Four-Ring, Five-Tool Athlete

More impressive is the overall feeling imparted by the Audi S3 on the road. It’s a coming together of chassis and drivetrain that avoids the histrionics that occasionally appear when imbuing an entry-level platform with brawny levels of boost.

Although a very quick car — the S3 scorches to 60-mph in a mere 4.3 seconds, thanks to its standard all-wheel-drive grip — its 2.0-liter, four-cylinder turbo engine manages to make its 306 horsepower output feel less frenetic and more fulsome when driven on a daily basis. There’s no sense that the Audi is ever champing at the bit when the vehicle is left in Comfort or Auto driving modes, which makes it quite capable as a commuter that keeps its cleats in the trunk until it’s time to dig into the tarmac.

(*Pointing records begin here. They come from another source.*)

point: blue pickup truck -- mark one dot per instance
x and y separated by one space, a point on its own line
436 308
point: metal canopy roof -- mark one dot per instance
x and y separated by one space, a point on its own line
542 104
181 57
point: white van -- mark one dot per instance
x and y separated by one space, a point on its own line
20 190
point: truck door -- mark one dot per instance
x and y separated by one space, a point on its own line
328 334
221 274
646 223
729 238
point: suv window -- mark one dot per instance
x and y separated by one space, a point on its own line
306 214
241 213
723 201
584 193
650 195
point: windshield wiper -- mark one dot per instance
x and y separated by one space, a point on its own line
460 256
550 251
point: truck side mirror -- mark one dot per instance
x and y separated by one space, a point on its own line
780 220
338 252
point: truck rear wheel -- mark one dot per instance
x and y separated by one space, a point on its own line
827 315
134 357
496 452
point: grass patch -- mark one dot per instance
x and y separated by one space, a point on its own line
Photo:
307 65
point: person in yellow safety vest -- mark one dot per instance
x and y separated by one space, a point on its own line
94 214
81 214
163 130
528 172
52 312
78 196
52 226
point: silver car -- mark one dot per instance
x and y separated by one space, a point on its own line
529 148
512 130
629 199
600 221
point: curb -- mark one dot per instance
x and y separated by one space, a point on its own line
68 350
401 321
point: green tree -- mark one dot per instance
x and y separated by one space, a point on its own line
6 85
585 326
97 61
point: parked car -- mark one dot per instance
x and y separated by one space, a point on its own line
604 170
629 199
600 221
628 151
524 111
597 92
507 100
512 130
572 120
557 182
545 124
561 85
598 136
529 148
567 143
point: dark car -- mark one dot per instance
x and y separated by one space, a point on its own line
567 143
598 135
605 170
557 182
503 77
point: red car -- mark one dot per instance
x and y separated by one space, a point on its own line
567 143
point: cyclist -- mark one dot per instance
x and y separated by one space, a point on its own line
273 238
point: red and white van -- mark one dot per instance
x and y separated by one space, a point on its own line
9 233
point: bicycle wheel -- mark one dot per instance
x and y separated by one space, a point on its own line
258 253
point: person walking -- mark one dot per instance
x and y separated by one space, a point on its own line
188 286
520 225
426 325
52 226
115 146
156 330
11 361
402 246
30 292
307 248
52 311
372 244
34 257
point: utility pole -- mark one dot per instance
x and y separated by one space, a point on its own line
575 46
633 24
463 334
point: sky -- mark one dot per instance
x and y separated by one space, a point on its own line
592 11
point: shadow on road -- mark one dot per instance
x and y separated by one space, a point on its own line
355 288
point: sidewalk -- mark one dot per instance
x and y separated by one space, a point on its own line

Once you switch the vehicle to Dynamic mode, turbo lag shrinks and the engine note soars (thanks to artificial sweetening via a sound transmitter through the S3’s firewall). Shifts from the seven-speed dual-clutch automated manual transmission also crisp up like a thin slice of mango left in the sun, adding its own high-fructose nectar to the mix, while the full brunt of the car’s 295 lb-ft of torque help the new S3 feel mightier than the model it replaces.

The additional 74 lb-ft of twist compared to the entry-level Audi A3 doesn’t upset its S-badged sibling in the slightest, thanks to a lower, tauter suspension setup that’s offered with available adaptive dampers. It’s a recommended option, given that they allow the S3 to maintain its Clark Kent persona while commuting, then tear off the suit and tie for a little two-lane crime fighting once the day’s work is through. This is a car that is eager to please the driver — albeit keeping them slightly removed from the action under the wheels in the vein of most modern electric power steering systems — and any hint of harshness is erased, again, by the fundamental parity baked into the S3’s proposition.

Do you really need that crossover?
Audi

Know Your Role

There’s an important distinction to be made between the terms “balance” and “compromise,” and it’s a line that the Audi S3 walks with poise. With all-out road course record setting left to the upcoming RS3, the S3 is given the grace to present an unruffled, premium drive that can be enhanced, rather than disrupted, by a jolt of turbocharged adrenaline.

The key to successfully avoiding automotive compromise is often the relaxation of expectation. Thanks to Audi building in this additional breathing room, the S3 flourishes, rather than wilts, when building out to its imposed limitations at the top end, all without undermining the talents that make it such a commendable day-to-day companion.